Natal é a cidade dos paradoxos, onde a quantidade de escritores e poetas que lançam novos títulos é inversamente proporcional ao número de bibliotecas públicas e livrarias em funcionamento. A Biblioteca Câmara Cascudo por exemplo, a maior do Estado e a única da cidade com portas abertas para atender o público em geral, está fechada desde o início deste ano; enquanto a rede de livrarias com capital 100% potiguar e 34 anos de mercado acaba de anunciar o fechamento da maior loja da rede: a Potylivros do Praia Shopping, em Ponta Negra, encerra suas atividades no próximo dia 31 de dezembro após quase seis anos no endereço.
Com um faturamento 40% menor, após as mudanças de local, livraria âncora do Praia Shopping encerra suas atividades no próximo dia 31
Para a data não passar em branco, habitués e frequentadores de plantão se despedem da livraria promovendo o sarau “Café com Poesia” no sábado (29), a partir das 15h.

Os motivos para justificar essa decisão esbarram em questões comerciais: após a mudança do ponto onde a loja estava instalada dentro do próprio shopping (onde hoje funciona a Lojas Americanas), em junho do ano passado, o movimento caiu cerca de 40% e desde então não houve como recuperar o fôlego. “Como antes tudo funcionava no térreo, as pessoas viam um amigo através do vidro e isso gerava movimento na livraria.

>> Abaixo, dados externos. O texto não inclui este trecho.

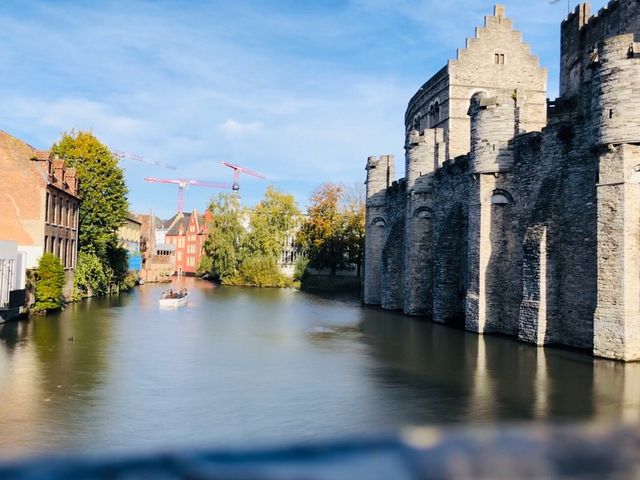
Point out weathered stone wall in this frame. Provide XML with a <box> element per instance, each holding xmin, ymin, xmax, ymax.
<box><xmin>381</xmin><ymin>179</ymin><xmax>406</xmax><ymax>310</ymax></box>
<box><xmin>560</xmin><ymin>0</ymin><xmax>640</xmax><ymax>97</ymax></box>
<box><xmin>363</xmin><ymin>155</ymin><xmax>395</xmax><ymax>305</ymax></box>
<box><xmin>364</xmin><ymin>0</ymin><xmax>640</xmax><ymax>360</ymax></box>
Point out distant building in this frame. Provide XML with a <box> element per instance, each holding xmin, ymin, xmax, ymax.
<box><xmin>278</xmin><ymin>215</ymin><xmax>306</xmax><ymax>278</ymax></box>
<box><xmin>136</xmin><ymin>214</ymin><xmax>176</xmax><ymax>283</ymax></box>
<box><xmin>165</xmin><ymin>209</ymin><xmax>209</xmax><ymax>275</ymax></box>
<box><xmin>0</xmin><ymin>240</ymin><xmax>26</xmax><ymax>323</ymax></box>
<box><xmin>0</xmin><ymin>131</ymin><xmax>80</xmax><ymax>298</ymax></box>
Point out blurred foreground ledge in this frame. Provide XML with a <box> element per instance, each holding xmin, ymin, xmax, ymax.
<box><xmin>0</xmin><ymin>425</ymin><xmax>640</xmax><ymax>480</ymax></box>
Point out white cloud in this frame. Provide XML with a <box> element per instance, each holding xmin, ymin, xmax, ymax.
<box><xmin>220</xmin><ymin>118</ymin><xmax>263</xmax><ymax>137</ymax></box>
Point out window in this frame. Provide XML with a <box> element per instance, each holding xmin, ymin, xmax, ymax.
<box><xmin>413</xmin><ymin>207</ymin><xmax>432</xmax><ymax>218</ymax></box>
<box><xmin>491</xmin><ymin>190</ymin><xmax>513</xmax><ymax>205</ymax></box>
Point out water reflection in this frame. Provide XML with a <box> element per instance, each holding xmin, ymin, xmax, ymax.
<box><xmin>0</xmin><ymin>281</ymin><xmax>640</xmax><ymax>457</ymax></box>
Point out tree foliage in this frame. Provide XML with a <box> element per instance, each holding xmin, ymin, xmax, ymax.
<box><xmin>204</xmin><ymin>193</ymin><xmax>247</xmax><ymax>280</ymax></box>
<box><xmin>199</xmin><ymin>187</ymin><xmax>300</xmax><ymax>287</ymax></box>
<box><xmin>297</xmin><ymin>183</ymin><xmax>365</xmax><ymax>273</ymax></box>
<box><xmin>247</xmin><ymin>186</ymin><xmax>300</xmax><ymax>259</ymax></box>
<box><xmin>35</xmin><ymin>253</ymin><xmax>65</xmax><ymax>312</ymax></box>
<box><xmin>51</xmin><ymin>131</ymin><xmax>130</xmax><ymax>297</ymax></box>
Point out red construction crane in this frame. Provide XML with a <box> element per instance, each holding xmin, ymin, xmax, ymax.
<box><xmin>144</xmin><ymin>177</ymin><xmax>231</xmax><ymax>213</ymax></box>
<box><xmin>221</xmin><ymin>162</ymin><xmax>267</xmax><ymax>192</ymax></box>
<box><xmin>111</xmin><ymin>150</ymin><xmax>176</xmax><ymax>170</ymax></box>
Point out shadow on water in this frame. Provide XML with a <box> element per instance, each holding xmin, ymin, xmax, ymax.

Na época, com a Central do Cidadão funcionando ali próximo, também tínhamos um bom fluxo de clientes”, disse José Nizário Gomes, sócio-diretor da Potylivros. “Historicamente, uma loja térrea vende mais que uma com primeiro andar”, avalia. 

De acordo com ele, faltou sinalização adequada para indicar o novo local. “Muitos clientes acharam que a livraria havia fechado”, recorda Nizário, ressaltando que a administração do shopping cumpriu com o acertado ao instalar elevador para acesso ao mezanino e arcar com a adequação da estrutura. “Nada impede de, no futuro, reabrirmos outra loja no Praia Shopping. O importante é que estamos saindo sem fechar portas”, acrescentou Cleodon Xavier Gomes, também sócio-diretor da empresa. Eles apontam outros detalhes como agente dificultador: a escada ficou mal localizada e há uma rampa para acessar o “barulhento” elevador. Ambos são irmãos do editor e livreiro José Xavier Cortez (da Cortez Editora), fundador da livraria que começou como distribuidora há mais de três décadas.

A proposta agora é investir na loja da Salgado Filho como espaço cultural, inclusive decidimos esta semana que iremos movimentar o café que estava no Praia Shopping por lá, “já a partir de janeiro”, informou Cleodon. “E está nos nossos planos futuros reativar o mezanino (da filial Salgado Filho), criar um auditório”, adianta José Nizário.

Loja virtual

Empresa de perfil familiar (de Currais Novos), a Potylivros resolveu encolher para se reestruturar, encarar a competitividade do mercado e os novos paradigmas do setor: em 2013 concentrará esforços em Natal e na criação de uma loja virtual, esta já em curso. A empresa fechou filial no Recife e em breve deverá baixar as portas em Mossoró, no entanto permanecerá com a matriz na rua Felipe Camarão, Cidade Alta, e as lojas da Salgado Filho (ao lado do Natal Shopping) e da UnP Roberto Freire. No próximo ano, a matriz passará por uma reformulação geral em seu layout, com novas estantes e sinalização. 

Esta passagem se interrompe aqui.